News of Willie Mays’s death broke Tuesday evening, sending shockwaves across the baseball community. Flemming caught wind of Mays’s death at a rather inopportune time, as he was in the middle of doing the play-by-play in the bottom of the fourth.
Somehow, Flemming still managed to continue calling the game while also delicately reporting the death of the Giants legend on-air. At one point, Flemming appeared to choke up, but he quickly gathered himself and paid a sweet tribute to Mays.
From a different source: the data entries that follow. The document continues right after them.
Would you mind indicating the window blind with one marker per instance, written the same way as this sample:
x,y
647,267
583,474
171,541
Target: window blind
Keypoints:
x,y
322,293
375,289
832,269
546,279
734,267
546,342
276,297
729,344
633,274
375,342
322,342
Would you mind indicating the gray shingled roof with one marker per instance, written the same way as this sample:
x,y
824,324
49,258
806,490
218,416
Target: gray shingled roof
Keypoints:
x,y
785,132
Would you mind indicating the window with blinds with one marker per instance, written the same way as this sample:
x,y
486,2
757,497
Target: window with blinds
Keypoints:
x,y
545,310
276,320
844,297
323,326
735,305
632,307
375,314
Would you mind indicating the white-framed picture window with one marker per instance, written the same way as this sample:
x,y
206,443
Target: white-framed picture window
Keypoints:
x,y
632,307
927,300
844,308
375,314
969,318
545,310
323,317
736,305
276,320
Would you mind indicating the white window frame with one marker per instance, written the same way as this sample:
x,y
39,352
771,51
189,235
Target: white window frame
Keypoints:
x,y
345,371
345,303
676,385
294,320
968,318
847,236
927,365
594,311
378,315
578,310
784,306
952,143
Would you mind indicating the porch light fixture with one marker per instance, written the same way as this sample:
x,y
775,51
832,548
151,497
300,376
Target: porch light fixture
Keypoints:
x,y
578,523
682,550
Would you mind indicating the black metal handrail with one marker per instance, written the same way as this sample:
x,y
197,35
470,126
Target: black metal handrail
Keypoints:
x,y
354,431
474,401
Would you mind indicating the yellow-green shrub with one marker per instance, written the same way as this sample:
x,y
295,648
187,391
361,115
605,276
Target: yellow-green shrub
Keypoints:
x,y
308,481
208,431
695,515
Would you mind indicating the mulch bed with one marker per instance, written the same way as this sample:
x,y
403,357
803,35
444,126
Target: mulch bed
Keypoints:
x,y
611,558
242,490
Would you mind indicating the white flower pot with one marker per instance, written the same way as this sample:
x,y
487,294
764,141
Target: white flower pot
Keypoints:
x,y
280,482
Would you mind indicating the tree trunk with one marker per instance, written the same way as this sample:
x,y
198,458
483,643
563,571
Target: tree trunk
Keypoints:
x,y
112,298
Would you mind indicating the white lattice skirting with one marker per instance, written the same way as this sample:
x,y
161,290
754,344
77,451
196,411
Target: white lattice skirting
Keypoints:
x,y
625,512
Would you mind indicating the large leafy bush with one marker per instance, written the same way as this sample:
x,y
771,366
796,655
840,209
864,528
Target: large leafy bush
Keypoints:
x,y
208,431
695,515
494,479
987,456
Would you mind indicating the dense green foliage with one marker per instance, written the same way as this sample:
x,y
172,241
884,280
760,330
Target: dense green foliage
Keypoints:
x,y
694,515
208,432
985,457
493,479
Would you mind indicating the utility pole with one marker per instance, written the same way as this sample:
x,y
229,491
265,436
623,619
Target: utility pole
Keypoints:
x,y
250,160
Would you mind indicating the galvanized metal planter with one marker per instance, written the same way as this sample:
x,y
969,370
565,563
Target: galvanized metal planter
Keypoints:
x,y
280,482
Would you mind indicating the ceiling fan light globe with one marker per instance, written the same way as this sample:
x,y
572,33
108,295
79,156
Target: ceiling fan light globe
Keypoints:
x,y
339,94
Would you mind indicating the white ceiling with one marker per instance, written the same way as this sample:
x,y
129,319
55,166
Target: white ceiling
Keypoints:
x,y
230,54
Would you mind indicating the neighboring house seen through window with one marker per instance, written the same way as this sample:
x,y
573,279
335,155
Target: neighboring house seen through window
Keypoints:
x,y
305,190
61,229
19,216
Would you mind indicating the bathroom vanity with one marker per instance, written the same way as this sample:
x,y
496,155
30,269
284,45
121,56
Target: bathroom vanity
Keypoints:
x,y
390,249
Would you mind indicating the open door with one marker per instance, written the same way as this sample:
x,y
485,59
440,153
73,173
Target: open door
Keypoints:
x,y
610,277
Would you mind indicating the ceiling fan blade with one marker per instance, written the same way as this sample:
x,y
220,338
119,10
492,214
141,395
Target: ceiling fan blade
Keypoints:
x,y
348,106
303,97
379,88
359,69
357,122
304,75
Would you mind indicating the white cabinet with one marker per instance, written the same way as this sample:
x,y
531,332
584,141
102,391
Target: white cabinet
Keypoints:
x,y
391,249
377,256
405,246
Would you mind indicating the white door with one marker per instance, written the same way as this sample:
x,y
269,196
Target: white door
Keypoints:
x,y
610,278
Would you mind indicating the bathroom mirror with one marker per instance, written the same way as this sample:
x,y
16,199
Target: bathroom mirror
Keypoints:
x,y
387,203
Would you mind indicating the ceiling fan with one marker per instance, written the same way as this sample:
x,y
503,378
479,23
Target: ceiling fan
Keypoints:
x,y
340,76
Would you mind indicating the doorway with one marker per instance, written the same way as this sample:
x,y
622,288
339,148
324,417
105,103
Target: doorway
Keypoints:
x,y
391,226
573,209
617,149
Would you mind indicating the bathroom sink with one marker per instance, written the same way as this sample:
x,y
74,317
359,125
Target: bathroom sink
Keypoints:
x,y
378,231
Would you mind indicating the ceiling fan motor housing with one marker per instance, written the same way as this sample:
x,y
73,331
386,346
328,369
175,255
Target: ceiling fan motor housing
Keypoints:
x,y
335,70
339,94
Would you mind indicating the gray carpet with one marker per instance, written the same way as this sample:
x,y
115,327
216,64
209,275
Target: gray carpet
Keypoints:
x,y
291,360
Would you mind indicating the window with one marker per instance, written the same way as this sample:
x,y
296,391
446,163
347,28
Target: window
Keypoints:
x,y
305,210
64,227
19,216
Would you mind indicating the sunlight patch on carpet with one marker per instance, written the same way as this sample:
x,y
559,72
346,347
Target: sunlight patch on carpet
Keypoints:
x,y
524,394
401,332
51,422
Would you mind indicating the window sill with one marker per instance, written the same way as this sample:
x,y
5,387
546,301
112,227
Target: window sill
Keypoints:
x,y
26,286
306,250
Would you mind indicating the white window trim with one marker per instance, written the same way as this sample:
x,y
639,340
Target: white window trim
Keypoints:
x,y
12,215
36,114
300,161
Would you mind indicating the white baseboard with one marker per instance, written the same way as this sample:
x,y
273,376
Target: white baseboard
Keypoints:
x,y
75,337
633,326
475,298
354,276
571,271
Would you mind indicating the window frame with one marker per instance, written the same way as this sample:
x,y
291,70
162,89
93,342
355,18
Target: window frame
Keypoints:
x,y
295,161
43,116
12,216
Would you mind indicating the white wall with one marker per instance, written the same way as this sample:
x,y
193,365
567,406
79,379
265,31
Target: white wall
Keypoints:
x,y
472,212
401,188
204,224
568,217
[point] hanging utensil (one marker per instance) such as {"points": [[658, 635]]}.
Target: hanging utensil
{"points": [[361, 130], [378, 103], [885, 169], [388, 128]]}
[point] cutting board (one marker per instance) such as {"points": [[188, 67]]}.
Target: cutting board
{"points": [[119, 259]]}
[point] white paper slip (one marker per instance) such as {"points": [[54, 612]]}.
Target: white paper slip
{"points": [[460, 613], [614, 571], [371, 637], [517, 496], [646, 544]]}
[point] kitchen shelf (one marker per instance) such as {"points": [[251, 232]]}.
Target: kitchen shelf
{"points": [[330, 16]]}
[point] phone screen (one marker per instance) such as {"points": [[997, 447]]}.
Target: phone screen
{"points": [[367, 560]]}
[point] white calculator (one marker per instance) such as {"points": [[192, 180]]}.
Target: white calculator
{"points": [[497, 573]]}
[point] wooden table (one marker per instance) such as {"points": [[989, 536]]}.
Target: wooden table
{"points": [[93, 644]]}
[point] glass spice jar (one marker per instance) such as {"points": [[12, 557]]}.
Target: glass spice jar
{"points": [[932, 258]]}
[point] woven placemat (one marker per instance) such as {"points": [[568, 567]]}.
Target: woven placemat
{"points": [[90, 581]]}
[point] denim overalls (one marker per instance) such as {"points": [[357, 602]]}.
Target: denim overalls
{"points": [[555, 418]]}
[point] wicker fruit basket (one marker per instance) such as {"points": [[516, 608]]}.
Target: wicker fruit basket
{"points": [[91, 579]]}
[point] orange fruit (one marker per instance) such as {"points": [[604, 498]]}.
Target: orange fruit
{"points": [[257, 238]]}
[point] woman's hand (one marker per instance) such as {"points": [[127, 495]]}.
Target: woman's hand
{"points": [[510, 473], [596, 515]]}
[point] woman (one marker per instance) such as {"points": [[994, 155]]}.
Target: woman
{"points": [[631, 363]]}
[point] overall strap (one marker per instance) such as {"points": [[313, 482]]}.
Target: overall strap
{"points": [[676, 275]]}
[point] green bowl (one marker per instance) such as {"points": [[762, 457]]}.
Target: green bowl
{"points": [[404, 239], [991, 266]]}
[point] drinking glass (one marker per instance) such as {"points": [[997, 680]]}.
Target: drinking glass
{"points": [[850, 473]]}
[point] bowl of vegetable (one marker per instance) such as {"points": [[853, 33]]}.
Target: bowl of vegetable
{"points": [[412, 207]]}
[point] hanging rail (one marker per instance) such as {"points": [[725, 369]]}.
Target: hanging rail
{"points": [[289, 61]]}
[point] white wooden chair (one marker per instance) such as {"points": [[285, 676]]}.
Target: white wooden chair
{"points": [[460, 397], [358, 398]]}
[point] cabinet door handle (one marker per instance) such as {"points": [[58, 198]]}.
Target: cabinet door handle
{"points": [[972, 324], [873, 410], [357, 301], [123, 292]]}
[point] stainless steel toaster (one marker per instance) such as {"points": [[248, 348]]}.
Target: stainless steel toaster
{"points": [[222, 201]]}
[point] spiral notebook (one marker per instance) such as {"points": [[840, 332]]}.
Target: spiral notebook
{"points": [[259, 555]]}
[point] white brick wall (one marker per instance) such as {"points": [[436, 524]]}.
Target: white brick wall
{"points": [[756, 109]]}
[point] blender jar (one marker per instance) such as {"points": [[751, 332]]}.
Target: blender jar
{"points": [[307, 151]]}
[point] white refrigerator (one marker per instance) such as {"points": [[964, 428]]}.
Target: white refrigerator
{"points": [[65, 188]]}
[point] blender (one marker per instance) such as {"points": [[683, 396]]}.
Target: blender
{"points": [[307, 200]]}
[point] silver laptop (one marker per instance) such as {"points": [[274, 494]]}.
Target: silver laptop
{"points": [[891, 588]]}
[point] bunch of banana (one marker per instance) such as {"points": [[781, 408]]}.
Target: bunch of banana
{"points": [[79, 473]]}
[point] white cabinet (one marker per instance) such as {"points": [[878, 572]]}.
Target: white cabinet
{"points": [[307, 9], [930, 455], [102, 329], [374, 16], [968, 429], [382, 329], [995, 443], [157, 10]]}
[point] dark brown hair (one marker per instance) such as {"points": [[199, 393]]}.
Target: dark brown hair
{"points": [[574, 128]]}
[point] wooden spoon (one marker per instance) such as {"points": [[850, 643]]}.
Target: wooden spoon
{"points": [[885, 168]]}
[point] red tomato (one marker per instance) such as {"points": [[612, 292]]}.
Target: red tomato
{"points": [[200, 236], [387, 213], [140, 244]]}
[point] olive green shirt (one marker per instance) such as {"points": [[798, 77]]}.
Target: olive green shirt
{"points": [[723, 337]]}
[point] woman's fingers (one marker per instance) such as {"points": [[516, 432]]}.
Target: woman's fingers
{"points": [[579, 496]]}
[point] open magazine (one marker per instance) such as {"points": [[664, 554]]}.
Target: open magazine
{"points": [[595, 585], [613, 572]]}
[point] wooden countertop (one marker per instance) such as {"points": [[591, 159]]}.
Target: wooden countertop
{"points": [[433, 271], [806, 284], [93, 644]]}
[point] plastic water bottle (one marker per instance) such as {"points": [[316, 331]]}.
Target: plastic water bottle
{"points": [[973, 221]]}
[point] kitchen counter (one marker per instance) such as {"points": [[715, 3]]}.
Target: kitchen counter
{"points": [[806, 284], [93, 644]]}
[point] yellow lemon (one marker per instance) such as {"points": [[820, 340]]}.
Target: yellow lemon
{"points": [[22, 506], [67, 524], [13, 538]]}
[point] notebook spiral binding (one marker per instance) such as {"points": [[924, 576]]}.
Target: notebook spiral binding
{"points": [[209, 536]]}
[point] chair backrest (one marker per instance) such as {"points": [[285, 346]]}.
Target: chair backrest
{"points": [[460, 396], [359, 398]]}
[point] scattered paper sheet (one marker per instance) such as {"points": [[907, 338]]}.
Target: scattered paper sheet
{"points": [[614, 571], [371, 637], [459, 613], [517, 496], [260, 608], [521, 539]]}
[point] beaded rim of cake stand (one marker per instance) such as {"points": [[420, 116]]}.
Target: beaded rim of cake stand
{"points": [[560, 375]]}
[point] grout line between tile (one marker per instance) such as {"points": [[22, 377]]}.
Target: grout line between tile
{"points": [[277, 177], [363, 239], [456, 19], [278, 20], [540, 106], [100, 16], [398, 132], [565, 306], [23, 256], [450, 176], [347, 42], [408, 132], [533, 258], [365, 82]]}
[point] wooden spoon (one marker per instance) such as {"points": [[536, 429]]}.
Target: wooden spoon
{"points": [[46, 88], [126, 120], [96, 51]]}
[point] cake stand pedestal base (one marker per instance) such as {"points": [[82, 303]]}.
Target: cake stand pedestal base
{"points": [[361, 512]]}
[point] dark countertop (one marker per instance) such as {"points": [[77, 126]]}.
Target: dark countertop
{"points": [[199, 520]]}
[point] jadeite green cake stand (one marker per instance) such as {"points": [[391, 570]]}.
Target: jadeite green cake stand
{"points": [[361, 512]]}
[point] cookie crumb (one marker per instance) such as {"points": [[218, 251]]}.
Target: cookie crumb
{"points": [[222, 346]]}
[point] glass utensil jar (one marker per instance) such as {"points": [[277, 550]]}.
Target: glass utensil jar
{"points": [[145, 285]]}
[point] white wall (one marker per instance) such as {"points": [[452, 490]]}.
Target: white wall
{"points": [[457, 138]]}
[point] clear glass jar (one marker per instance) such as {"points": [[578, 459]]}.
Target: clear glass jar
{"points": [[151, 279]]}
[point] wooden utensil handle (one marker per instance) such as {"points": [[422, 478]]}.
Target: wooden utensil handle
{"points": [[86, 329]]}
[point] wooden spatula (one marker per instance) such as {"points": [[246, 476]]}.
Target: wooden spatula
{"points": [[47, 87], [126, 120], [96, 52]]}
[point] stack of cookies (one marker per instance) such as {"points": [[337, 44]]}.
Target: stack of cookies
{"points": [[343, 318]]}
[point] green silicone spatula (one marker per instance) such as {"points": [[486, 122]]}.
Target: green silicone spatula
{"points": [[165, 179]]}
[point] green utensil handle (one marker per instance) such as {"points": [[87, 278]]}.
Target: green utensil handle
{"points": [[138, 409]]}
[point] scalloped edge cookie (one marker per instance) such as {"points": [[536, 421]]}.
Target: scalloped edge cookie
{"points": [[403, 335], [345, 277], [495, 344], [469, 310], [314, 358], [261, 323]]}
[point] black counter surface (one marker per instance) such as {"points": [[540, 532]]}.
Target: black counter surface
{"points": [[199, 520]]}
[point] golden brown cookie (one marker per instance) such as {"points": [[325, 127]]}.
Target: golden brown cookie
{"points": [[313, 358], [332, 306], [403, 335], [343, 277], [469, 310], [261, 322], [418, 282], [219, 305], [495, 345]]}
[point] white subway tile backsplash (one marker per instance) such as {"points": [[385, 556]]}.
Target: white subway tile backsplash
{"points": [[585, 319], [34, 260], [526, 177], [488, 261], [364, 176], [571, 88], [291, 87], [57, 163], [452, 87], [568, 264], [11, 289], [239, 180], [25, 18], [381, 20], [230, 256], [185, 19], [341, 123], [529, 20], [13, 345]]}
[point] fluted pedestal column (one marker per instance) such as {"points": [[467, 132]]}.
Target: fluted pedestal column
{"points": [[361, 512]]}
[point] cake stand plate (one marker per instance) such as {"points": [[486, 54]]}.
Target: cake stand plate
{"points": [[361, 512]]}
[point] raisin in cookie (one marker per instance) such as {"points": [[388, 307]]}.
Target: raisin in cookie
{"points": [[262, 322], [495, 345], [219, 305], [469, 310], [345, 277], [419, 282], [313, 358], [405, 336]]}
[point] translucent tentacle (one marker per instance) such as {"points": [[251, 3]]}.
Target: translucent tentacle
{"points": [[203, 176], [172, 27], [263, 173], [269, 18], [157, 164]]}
“I’m having a hard time saying the words,” Flemming started.
A long pause.
“But we found out just a little while ago, and the Giants have now made an announcement—here’s a ground ball to second, Estrada throws out Pete Crow-Armstrong—the all-time greatest Giant, No. 24 Willie Mays, has passed away today at the age of 93.”
“And right as we get ready to head to his hometown in honor of the great Willie Mays, we have to say goodbye,” continued Flemming, his voice wavering. “So we’ll step aside here for a moment and come back and the ball game will continue. And obviously we’re going to talk a lot more about Willie tonight and over the next many, many days. I hate to be the one to have to pass that news along.”
Here’s Flemming’s emotional call:
Mays spent the majority of his 23-year MLB career with the Giants and finished with 660 home runs and 2,068 runs scored, good for sixth and seventh all-time respectively. He died two days before the Giants’ scheduled game against the St. Louis Cardinals to honor the Negro Leagues in Mays’s hometown in Alabama.